Yani bir matematik gibi değildir.
Aynı işlemi her yaptığında farklı bir sonuç alabilirsin.
Çünkü sosyal bilimler insanla uğraşır.
İnsan, zamana, modaya, algılara, beklentilere göre değişebilir.
Bir zamanlar kolesterol yapıyor diye gözden düşen yumurta tüketimi bu iddianın aslı olmadığı öne sürülünce yeniden artabilir.
Japonya’da insanlar ellerine geçen gelirin yüzde 40’ını tasarruf ederken Amerikalılar sadece yüzde 20’sini tasarruf ediyor olabilirler. Kültür farkları, yetişme tarzları, adetler, gelenekler, moda insanları farklı kılar.
Bu farklılıklar birçok konuda evrensel teoriler geliştirilmesini engeller.
Bir de mesela…
Psikolojik yönü de vardır…
İnsanların iktisadi kararlar alırken her zaman “akılcı” davranmadığını, pek çok sosyal, kültürel ve psikolojik etki altında karar verdiğini ve iktisat politikalarının da bu faktörler dikkate alınarak tasarlanması ve uygulanması gerektiğini savunur bu konunun uzmanları…

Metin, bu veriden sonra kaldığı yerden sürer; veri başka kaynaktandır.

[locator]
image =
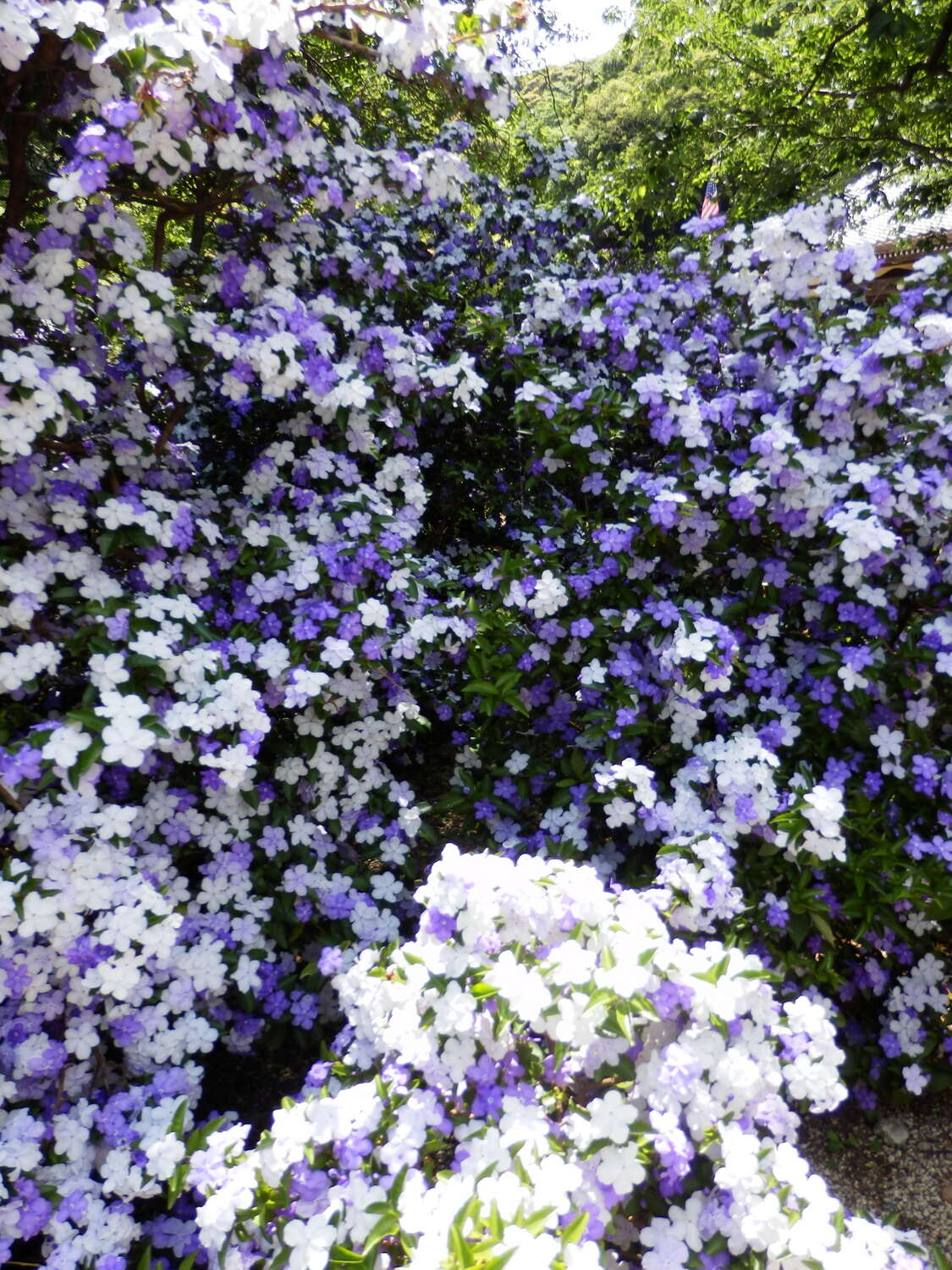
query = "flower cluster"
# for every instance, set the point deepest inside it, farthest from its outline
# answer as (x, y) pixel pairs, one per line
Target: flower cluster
(347, 494)
(528, 1079)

Söz konusu iktisat politikaları şirket veya birey bazında olabileceği gibi, devlet ve hatta devletlerarası politikalar da olabilir…
Yapılan bir çalışmada New York Borsası (NYSE), güneşli günlerde yüzde 50’nin üzerinde bir olasılıkla artışla kapanmaktadır. Çünkü insanlar güneşli günlerde daha umutludur ve alım yapma eğilimindedir.
Ama doğrudan matematik ile ilgili bir ve kesin olarak ispatlı kısımları da elbette vardır.
Ve hatta çok da basittir.
Mesela; gideri gelirinden daha yüksek olan bir ekonomide sürekliliği sağlamak kesin olarak mümkün değildir ve iflas kaçınılmazdır.
Bu ister ev ekonomisi olsun, ister küçük işletme, isterse bir ülke ekonomisi olsun…
Giderin gelirden fazla olmasının adı “cari açık”tır…
Bu açığı önce borçla finanse edersin.
Sonra borçlar çevrilemez hale gelir ve sabit değerler paraya çevrilmeye başlanır.
Sabit Değerler ev, bina, toprak, makina gibi kullanılan ve satış için elde tutulmayan taşınır ve taşınmazlardır.
Bunlar da bittikten sonra belki bir takım hizmetler, kölelikler vs… gibi satılacak bir takım başka şeyler daha uydurulur…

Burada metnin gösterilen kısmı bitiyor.